The Merger Agreement has been included to provide investors with information regarding its terms. It is not intended to provide any other factual information about the Company, Signode or their respective subsidiaries or affiliates. The representations, warranties and covenants contained in the Merger Agreement were made only for purposes of the Merger Agreement and as of specific dates, were solely for the benefit of the parties to the Merger Agreement, may be subject to limitations agreed upon by the contracting parties, including being qualified by confidential disclosures made for the purposes of allocating contractual risk between the parties to the Merger Agreement instead of establishing these matters as facts, and may be subject to standards of materiality applicable to the contracting parties that differ from those applicable to investors. Investors are not third-party beneficiaries under the Merger Agreement and should not rely on the representations, warranties and covenants or any descriptions thereof as characterizations of the actual state of facts or condition of the parties thereto or any of their respective subsidiaries or affiliates. Moreover, information concerning the subject matter of representations and warranties may change after the date of the Merger Agreement, which subsequent information may or may not be fully reflected in the Company’s public disclosures.

 

Item 7.01. Regulation FD Disclosure.

The Company issued a press release on December 19, 2017 announcing the execution of the Merger Agreement, a copy of which is furnished as Exhibit 99.1.

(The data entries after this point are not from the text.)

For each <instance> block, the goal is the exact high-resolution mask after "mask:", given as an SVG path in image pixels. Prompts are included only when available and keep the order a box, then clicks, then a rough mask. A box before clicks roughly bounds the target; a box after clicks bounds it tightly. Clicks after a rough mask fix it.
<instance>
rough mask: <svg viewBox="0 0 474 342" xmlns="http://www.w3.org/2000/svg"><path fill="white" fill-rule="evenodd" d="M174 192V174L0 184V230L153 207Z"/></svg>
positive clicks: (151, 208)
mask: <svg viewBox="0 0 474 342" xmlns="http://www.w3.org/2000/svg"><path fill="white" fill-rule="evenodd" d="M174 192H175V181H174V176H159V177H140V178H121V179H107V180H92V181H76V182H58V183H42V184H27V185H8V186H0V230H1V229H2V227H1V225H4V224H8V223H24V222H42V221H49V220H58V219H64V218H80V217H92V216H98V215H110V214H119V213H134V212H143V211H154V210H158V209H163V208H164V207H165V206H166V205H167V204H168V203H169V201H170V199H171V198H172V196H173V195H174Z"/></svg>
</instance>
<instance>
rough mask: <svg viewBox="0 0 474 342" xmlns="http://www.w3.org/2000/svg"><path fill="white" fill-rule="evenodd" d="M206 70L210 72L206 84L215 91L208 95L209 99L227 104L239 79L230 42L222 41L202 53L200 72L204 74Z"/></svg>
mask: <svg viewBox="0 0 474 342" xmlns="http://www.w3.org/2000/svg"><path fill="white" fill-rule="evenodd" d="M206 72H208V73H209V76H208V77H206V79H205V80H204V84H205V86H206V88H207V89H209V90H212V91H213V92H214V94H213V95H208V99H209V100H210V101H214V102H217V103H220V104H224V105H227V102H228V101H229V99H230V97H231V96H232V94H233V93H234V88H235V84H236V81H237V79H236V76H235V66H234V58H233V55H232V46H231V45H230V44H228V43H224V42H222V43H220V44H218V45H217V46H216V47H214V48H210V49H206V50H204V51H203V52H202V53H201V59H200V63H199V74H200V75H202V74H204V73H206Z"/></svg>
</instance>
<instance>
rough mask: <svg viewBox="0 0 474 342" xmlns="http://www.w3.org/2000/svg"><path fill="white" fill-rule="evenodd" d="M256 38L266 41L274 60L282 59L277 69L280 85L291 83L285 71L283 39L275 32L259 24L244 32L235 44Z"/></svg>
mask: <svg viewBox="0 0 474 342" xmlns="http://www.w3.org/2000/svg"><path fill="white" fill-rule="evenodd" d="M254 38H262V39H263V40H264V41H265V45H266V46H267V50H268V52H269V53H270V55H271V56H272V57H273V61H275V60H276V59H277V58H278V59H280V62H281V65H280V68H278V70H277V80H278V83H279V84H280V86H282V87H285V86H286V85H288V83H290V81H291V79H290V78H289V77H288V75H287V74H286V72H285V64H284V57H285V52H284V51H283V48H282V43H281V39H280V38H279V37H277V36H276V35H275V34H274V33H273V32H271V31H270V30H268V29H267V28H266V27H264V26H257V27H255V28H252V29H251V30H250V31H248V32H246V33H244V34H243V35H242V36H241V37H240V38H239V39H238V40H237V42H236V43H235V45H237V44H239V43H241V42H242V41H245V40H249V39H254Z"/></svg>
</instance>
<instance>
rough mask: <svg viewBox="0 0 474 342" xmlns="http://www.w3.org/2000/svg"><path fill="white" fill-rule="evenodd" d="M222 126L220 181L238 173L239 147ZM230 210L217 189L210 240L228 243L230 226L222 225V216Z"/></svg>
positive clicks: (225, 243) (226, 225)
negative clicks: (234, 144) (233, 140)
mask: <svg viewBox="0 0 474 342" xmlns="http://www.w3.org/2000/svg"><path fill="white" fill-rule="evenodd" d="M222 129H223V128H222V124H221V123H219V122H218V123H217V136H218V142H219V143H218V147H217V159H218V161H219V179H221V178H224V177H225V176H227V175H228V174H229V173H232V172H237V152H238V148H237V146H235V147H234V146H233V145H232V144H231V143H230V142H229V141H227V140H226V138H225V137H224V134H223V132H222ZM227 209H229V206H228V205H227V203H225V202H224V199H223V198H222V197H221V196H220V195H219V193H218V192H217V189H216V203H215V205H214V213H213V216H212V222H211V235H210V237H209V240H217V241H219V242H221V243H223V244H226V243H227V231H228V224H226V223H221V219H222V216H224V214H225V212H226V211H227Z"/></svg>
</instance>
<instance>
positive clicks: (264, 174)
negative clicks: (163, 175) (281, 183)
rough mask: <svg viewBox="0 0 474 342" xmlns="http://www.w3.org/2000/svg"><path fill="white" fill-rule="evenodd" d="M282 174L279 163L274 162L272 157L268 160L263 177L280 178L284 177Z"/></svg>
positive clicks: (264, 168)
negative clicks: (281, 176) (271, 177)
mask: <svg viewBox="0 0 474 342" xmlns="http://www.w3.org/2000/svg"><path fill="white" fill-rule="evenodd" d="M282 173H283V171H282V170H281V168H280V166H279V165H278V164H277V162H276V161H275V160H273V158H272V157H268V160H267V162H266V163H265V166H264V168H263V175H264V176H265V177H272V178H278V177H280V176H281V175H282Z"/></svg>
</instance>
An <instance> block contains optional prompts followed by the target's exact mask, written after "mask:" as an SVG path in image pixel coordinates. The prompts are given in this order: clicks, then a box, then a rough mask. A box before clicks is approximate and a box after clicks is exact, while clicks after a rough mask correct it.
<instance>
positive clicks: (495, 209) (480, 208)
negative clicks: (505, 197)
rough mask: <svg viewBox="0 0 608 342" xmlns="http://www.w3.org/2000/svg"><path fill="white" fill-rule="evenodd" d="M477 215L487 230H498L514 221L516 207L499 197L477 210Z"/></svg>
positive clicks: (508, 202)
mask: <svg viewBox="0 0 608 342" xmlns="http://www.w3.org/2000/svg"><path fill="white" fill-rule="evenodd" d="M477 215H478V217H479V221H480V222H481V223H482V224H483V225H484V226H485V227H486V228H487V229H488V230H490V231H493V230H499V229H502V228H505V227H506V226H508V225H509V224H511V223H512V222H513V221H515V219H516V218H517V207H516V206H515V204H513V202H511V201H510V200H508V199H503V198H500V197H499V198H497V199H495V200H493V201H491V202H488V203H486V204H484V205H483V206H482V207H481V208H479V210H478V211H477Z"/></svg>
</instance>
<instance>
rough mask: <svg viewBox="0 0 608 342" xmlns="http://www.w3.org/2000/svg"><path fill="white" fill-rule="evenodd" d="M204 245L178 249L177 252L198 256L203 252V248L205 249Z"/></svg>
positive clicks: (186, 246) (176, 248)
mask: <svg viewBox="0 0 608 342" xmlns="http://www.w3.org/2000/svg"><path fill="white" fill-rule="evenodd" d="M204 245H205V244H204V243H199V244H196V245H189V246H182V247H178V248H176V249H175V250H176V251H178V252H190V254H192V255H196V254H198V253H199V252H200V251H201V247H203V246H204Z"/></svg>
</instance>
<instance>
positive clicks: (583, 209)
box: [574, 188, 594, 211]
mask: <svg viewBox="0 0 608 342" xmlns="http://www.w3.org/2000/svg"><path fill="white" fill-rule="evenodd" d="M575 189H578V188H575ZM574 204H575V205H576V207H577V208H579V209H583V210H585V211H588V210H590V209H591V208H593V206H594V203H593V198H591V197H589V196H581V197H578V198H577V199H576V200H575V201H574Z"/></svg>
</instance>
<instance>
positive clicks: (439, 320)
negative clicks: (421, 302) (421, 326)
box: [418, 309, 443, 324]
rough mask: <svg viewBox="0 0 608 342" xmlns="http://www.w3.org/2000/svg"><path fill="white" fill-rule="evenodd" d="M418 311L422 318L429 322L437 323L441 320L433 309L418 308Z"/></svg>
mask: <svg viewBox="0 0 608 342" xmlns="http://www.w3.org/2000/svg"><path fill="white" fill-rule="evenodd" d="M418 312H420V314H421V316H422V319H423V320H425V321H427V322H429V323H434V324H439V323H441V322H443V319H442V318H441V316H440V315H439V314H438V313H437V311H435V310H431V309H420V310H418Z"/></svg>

The information in this Item 7.01 shall not be deemed to be “filed” for purposes of Section 18 of the Securities Exchange Act of 1934, as amended, (the “Exchange Act”) or otherwise subject to the liability of that section, and shall not be deemed incorporated by reference in any filing under the Securities Act of 1933, as amended, or the Exchange Act, except as shall be expressly set forth by specific reference in such filing.

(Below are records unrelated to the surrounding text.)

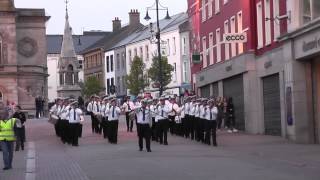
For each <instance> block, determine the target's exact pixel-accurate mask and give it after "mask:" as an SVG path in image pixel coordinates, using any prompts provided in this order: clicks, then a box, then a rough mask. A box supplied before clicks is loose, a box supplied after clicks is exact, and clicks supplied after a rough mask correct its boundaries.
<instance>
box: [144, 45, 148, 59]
mask: <svg viewBox="0 0 320 180" xmlns="http://www.w3.org/2000/svg"><path fill="white" fill-rule="evenodd" d="M145 49H146V50H145V52H146V61H149V46H148V45H146V46H145Z"/></svg>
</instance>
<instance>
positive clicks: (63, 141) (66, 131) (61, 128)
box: [60, 119, 71, 143]
mask: <svg viewBox="0 0 320 180" xmlns="http://www.w3.org/2000/svg"><path fill="white" fill-rule="evenodd" d="M60 138H61V141H62V142H63V143H66V142H68V143H71V139H70V133H69V121H68V120H66V119H62V120H61V121H60Z"/></svg>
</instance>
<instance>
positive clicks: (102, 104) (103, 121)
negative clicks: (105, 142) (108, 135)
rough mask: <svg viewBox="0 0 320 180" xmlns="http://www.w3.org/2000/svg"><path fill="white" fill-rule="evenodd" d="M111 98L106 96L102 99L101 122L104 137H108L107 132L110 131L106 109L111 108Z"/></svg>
mask: <svg viewBox="0 0 320 180" xmlns="http://www.w3.org/2000/svg"><path fill="white" fill-rule="evenodd" d="M109 99H110V97H108V96H104V97H103V100H102V104H101V108H100V114H101V117H102V120H101V123H100V124H101V128H102V132H103V138H104V139H107V137H108V133H107V132H108V114H107V113H106V110H107V109H109V106H110V103H109Z"/></svg>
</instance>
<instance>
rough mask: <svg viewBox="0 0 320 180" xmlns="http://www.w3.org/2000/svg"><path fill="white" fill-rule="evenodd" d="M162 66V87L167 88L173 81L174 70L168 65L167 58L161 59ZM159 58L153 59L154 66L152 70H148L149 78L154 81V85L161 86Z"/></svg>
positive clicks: (152, 66)
mask: <svg viewBox="0 0 320 180" xmlns="http://www.w3.org/2000/svg"><path fill="white" fill-rule="evenodd" d="M161 65H162V87H163V89H165V87H166V86H167V85H168V84H169V83H170V82H171V80H172V72H173V70H174V68H173V66H172V65H171V64H169V63H168V59H167V57H162V58H161ZM159 69H160V66H159V58H158V57H157V56H154V57H153V58H152V65H151V68H150V69H149V70H148V75H149V78H150V79H151V80H152V81H153V83H156V84H160V76H159V74H160V72H159Z"/></svg>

Item 9.01. Financial Statements and Exhibits.

 

(d) Exhibits

The following is furnished as an exhibit to this report.

 

Exhibit
Number

  

Description

  2.1    Amended and Restated Agreement and Plan of Merger, dated as of December 26,  2017, by and among Crown Holdings, Inc., Cobra Merger Sub, Ltd., Signode Industrial Group Holdings (Bermuda) Ltd. and TC Group VI, L.P., as Shareholders’ Representative.
99.1    Crown Holdings, Inc. press release dated December 19, 2017.

 

2


SIGNATURE

Pursuant to the requirements of the Securities Exchange Act of 1934, as amended, the Registrant has duly caused this report to be signed on its behalf by the undersigned hereunto duly authorized.

Dated: December 26, 2017

 

CROWN HOLDINGS, INC.
By:  

/s/ Thomas A. Kelly

Name:   Thomas A. Kelly
Title:   Senior Vice President and Chief Financial Officer

 

3


INDEX TO EXHIBITS

 

Exhibit
Number

  

Description

  2.1    Amended and Restated Agreement and Plan of Merger, dated as of December 26, 2017, by and among Crown Holdings, Inc., Cobra Merger Sub, Ltd., Signode Industrial Group Holdings (Bermuda) Ltd. and TC Group VI, L.P., as Shareholders’ Representative.
99.1    Crown Holdings, Inc. press release dated December 19, 2017.